Train Large, Then Compress: Rethinking Model Size for Efficient Training and Inference of Transformers
This work addresses compute-limited NLP tasks like pretraining and machine translation, offering a practical strategy for balancing training and inference costs, though it is incremental as it builds on existing compression methods.
The paper tackles the trade-off between training and inference efficiency in Transformers by showing that training extremely large models and then compressing them yields better accuracy than training small models directly, with large models being more robust to compression techniques like quantization and pruning.

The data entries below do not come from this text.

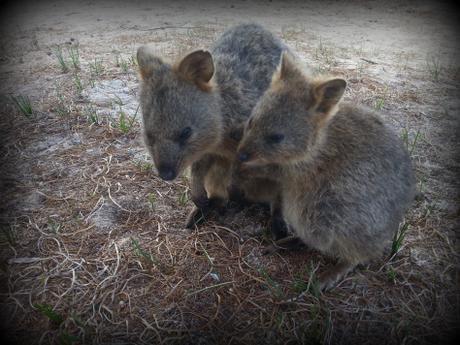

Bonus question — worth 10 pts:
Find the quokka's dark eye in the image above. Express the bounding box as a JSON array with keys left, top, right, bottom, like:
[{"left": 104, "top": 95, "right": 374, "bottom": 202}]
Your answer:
[
  {"left": 179, "top": 127, "right": 192, "bottom": 144},
  {"left": 265, "top": 133, "right": 284, "bottom": 144}
]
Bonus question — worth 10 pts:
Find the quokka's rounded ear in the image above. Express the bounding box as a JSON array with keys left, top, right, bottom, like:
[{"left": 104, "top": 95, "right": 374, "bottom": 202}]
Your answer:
[
  {"left": 137, "top": 45, "right": 165, "bottom": 79},
  {"left": 175, "top": 50, "right": 214, "bottom": 91},
  {"left": 313, "top": 78, "right": 347, "bottom": 113}
]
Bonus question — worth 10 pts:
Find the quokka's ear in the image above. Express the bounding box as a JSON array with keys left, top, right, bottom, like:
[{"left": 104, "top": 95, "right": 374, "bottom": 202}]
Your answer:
[
  {"left": 313, "top": 78, "right": 347, "bottom": 115},
  {"left": 137, "top": 45, "right": 165, "bottom": 79},
  {"left": 175, "top": 50, "right": 214, "bottom": 91}
]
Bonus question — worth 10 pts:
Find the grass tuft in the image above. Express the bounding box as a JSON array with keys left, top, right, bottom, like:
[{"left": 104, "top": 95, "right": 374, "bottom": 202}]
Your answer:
[
  {"left": 54, "top": 46, "right": 69, "bottom": 73},
  {"left": 34, "top": 303, "right": 64, "bottom": 326},
  {"left": 391, "top": 223, "right": 409, "bottom": 257}
]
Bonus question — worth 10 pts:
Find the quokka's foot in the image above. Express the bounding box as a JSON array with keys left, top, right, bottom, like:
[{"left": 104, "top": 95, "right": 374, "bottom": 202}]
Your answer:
[
  {"left": 318, "top": 261, "right": 355, "bottom": 291},
  {"left": 185, "top": 198, "right": 226, "bottom": 229},
  {"left": 262, "top": 236, "right": 305, "bottom": 255}
]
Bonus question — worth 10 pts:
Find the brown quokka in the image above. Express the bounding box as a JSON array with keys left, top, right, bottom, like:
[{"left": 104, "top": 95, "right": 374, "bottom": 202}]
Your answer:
[
  {"left": 137, "top": 24, "right": 287, "bottom": 237},
  {"left": 239, "top": 54, "right": 415, "bottom": 289}
]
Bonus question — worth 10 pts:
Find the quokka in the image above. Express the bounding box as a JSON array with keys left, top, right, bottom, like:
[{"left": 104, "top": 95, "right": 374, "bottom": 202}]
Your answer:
[
  {"left": 137, "top": 24, "right": 287, "bottom": 237},
  {"left": 238, "top": 54, "right": 415, "bottom": 289}
]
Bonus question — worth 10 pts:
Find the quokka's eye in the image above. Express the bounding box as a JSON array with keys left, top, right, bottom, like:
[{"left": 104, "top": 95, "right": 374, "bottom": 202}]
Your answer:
[
  {"left": 179, "top": 127, "right": 192, "bottom": 144},
  {"left": 265, "top": 133, "right": 284, "bottom": 144}
]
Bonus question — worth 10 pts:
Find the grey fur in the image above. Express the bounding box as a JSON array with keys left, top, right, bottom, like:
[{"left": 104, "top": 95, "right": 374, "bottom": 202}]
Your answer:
[
  {"left": 138, "top": 24, "right": 287, "bottom": 227},
  {"left": 239, "top": 53, "right": 415, "bottom": 288}
]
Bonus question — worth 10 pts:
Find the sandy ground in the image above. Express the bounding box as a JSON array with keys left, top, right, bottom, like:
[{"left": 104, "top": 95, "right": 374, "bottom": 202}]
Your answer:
[{"left": 0, "top": 1, "right": 460, "bottom": 344}]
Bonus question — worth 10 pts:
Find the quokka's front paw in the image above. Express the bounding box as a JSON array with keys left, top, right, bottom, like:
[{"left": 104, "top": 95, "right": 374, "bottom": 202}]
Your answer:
[
  {"left": 192, "top": 195, "right": 210, "bottom": 209},
  {"left": 185, "top": 207, "right": 209, "bottom": 229}
]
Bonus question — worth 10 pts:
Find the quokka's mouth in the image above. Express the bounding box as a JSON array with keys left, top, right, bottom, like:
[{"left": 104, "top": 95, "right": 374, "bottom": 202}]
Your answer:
[{"left": 239, "top": 158, "right": 267, "bottom": 169}]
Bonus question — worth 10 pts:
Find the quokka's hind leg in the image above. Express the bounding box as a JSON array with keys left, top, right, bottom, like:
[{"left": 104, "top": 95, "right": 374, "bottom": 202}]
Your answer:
[
  {"left": 270, "top": 202, "right": 288, "bottom": 241},
  {"left": 318, "top": 260, "right": 356, "bottom": 291},
  {"left": 262, "top": 236, "right": 305, "bottom": 255}
]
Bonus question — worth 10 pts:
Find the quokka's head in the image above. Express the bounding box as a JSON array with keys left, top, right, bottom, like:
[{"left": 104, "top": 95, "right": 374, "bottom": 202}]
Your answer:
[
  {"left": 238, "top": 53, "right": 346, "bottom": 166},
  {"left": 137, "top": 46, "right": 222, "bottom": 180}
]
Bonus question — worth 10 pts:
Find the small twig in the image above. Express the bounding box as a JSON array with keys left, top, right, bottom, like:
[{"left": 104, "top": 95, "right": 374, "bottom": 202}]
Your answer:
[
  {"left": 187, "top": 280, "right": 235, "bottom": 297},
  {"left": 361, "top": 58, "right": 378, "bottom": 65}
]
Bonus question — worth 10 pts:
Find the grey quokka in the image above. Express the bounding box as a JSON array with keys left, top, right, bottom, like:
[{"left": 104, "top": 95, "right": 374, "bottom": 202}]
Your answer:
[
  {"left": 239, "top": 54, "right": 415, "bottom": 289},
  {"left": 137, "top": 24, "right": 286, "bottom": 236}
]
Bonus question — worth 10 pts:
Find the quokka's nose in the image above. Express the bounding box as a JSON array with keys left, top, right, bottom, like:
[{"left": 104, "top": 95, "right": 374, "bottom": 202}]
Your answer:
[
  {"left": 158, "top": 167, "right": 176, "bottom": 181},
  {"left": 238, "top": 152, "right": 249, "bottom": 162}
]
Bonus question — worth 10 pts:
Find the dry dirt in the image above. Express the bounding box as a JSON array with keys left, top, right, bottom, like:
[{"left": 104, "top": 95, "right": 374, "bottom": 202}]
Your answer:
[{"left": 0, "top": 1, "right": 460, "bottom": 344}]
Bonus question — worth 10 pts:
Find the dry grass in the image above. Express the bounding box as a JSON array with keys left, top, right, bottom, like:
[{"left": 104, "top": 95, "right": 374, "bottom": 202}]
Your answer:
[{"left": 0, "top": 21, "right": 459, "bottom": 344}]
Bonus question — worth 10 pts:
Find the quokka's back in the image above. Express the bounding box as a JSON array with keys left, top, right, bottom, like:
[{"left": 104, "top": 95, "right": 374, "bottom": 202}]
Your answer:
[{"left": 239, "top": 55, "right": 415, "bottom": 288}]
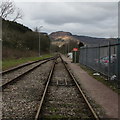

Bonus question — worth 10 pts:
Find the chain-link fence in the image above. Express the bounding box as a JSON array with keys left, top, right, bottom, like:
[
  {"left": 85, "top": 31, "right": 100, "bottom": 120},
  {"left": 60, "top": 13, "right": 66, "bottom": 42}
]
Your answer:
[{"left": 80, "top": 41, "right": 120, "bottom": 80}]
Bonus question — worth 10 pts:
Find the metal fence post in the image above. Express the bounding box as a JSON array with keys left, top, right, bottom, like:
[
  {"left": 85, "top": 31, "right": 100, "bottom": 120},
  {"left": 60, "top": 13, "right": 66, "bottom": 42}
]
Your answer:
[
  {"left": 117, "top": 38, "right": 120, "bottom": 83},
  {"left": 85, "top": 45, "right": 88, "bottom": 65},
  {"left": 108, "top": 41, "right": 111, "bottom": 80},
  {"left": 98, "top": 44, "right": 100, "bottom": 71}
]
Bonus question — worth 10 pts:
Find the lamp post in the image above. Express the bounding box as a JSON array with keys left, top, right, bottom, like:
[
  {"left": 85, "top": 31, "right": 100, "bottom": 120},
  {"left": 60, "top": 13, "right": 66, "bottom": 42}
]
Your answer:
[{"left": 38, "top": 26, "right": 43, "bottom": 57}]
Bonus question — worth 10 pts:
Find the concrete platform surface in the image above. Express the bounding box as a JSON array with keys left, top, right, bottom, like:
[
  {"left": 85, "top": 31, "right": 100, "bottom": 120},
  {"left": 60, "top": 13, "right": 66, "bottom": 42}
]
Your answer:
[{"left": 62, "top": 56, "right": 118, "bottom": 118}]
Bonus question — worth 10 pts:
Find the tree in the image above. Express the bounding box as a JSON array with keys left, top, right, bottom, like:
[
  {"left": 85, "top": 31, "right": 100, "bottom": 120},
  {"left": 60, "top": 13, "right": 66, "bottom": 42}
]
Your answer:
[{"left": 0, "top": 0, "right": 23, "bottom": 21}]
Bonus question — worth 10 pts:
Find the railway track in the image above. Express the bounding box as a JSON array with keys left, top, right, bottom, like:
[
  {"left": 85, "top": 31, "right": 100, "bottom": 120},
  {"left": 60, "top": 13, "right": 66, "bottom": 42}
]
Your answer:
[
  {"left": 35, "top": 57, "right": 99, "bottom": 120},
  {"left": 0, "top": 57, "right": 56, "bottom": 89}
]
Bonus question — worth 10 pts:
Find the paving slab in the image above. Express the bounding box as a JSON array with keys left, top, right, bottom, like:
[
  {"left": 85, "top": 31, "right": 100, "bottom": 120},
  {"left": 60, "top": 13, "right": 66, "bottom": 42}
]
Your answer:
[{"left": 62, "top": 56, "right": 119, "bottom": 118}]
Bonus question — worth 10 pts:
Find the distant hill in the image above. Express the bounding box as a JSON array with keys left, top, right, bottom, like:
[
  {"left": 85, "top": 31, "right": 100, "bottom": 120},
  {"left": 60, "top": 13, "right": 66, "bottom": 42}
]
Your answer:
[
  {"left": 49, "top": 31, "right": 116, "bottom": 46},
  {"left": 2, "top": 19, "right": 50, "bottom": 59},
  {"left": 2, "top": 19, "right": 32, "bottom": 33}
]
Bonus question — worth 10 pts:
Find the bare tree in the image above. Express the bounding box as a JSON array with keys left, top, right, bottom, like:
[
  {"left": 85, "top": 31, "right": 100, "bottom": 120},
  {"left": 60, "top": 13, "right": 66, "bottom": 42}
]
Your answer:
[
  {"left": 34, "top": 27, "right": 39, "bottom": 32},
  {"left": 13, "top": 8, "right": 23, "bottom": 21},
  {"left": 0, "top": 0, "right": 23, "bottom": 21}
]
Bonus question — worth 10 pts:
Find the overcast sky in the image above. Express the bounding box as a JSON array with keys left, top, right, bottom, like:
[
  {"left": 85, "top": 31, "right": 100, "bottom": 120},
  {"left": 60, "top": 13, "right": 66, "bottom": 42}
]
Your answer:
[{"left": 13, "top": 2, "right": 118, "bottom": 37}]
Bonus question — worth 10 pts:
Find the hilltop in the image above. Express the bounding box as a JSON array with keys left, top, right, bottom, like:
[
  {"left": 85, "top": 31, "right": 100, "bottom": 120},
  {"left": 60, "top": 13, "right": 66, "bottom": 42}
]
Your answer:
[{"left": 49, "top": 31, "right": 116, "bottom": 47}]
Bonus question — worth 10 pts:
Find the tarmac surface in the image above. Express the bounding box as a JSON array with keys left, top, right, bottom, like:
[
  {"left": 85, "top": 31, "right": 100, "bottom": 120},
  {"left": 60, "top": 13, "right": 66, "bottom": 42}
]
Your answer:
[{"left": 62, "top": 56, "right": 120, "bottom": 118}]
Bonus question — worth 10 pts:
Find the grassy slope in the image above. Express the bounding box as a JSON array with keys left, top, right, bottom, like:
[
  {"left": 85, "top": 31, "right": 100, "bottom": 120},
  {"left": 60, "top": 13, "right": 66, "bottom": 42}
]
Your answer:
[{"left": 2, "top": 55, "right": 52, "bottom": 70}]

Since hardware resources are limited, the objective of training deep learning models is typically to maximize accuracy subject to the time and memory constraints of training and inference. We study the impact of model size in this setting, focusing on Transformer models for NLP tasks that are limited by compute: self-supervised pretraining and high-resource machine translation. We first show that even though smaller Transformer models execute faster per iteration, wider and deeper models converge in significantly fewer steps. Moreover, this acceleration in convergence typically outpaces the additional computational overhead of using larger models. Therefore, the most compute-efficient training strategy is to counterintuitively train extremely large models but stop after a small number of iterations. This leads to an apparent trade-off between the training efficiency of large Transformer models and the inference efficiency of small Transformer models. However, we show that large models are more robust to compression techniques such as quantization and pruning than small models. Consequently, one can get the best of both worlds: heavily compressed, large models achieve higher accuracy than lightly compressed, small models.